Looking in the mirror, of course, entails facing whatever is there, staring back. And not every university president is willing to do that. Nor is every university president willing to take direction from a potentially unruly faculty through robust shared governance systems, formal and informal. But Hrabowski’s point is that no university can be empowered without doing both.
“An academic community searching for truth and insight must be willing to respectfully engage in conversations, albeit often difficult ones, listening as necessary to those who may think differently from ourselves,” he wrote. “I believe the more we engage in these conversations, the more trust, dignity and respect we engender and, as a result, the easier and more productive these conversations will become.” This is not the easy path, he says, and but it’s the right one, as it ultimately benefits students.
Students are part of this ethos, Hrabowski wrote. And they’ve tested it, such as when a group of protesters stormed Hrabowski's office over the filing of a federal lawsuit alleging the university mishandled a sexual harassment case.
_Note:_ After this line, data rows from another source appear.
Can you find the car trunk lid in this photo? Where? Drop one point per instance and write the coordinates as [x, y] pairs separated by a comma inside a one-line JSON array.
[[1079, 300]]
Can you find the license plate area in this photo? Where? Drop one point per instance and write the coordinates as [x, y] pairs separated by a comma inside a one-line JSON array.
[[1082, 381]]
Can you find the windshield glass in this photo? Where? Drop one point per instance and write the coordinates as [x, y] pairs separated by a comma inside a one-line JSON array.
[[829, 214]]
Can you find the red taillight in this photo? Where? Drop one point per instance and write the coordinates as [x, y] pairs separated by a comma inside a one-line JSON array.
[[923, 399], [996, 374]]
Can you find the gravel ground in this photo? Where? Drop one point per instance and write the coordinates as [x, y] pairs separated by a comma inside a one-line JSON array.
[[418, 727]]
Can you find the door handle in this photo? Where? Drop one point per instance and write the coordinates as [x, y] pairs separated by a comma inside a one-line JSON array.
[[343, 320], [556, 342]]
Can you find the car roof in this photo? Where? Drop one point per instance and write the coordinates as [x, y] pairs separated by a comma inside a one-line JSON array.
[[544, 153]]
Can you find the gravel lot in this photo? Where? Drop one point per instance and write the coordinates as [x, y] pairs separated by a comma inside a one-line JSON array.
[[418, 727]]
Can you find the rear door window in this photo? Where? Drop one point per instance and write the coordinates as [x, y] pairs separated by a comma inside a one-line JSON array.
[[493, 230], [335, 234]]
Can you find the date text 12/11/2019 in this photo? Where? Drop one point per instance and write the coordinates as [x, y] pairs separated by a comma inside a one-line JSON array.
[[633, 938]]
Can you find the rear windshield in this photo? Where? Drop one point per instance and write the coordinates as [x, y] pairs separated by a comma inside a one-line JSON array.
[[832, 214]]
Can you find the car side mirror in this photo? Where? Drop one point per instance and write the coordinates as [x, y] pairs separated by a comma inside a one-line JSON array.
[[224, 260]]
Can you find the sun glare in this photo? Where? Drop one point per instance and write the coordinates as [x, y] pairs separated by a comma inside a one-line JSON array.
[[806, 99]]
Inviting the students to his conference room, he told them, “Whenever you have more than 100 students in your conference room, clearly something isn’t right.”
What followed was Hrabowski’s recognition that the university was, at the very least, not communicating its campus safety efforts well enough to students. UMBC also arranged a series of listening sessions with different campus groups for the next week.
There are no easy answers. But the key to being able to have conversations that lead to healing or change or innovation, Hrabowski said, is humility. That’s also central to the kind of culture he wants to keep building on his campus, and which he wants to see in the country at large.
“Graduation rates are not enough. The other big questions that need to be asked of students are, ‘Have their attitudes changed and are they more broadly educated than they were when they got here?’ Hell, if you look at our society, even among highly educated people, we are so divided. So how much difference are we making in the lives of people, to make them question their assumptions?”
In asking such questions, Hrabowski is not doubting the value of higher education. Instead, he wrote, it’s more important than ever, as “we are experiencing and responding to global economic integration, a revolution in telecommunications that connects us as easily to Beijing as it does to Baltimore, rapid technological change, and advances in science and medicine.” There are the “grave challenges of climate change, population growth and migration, inequality, cybersecurity and terrorism.” And so “we must prepare our students for this work, and we must reshape our universities to address these real-world issues.”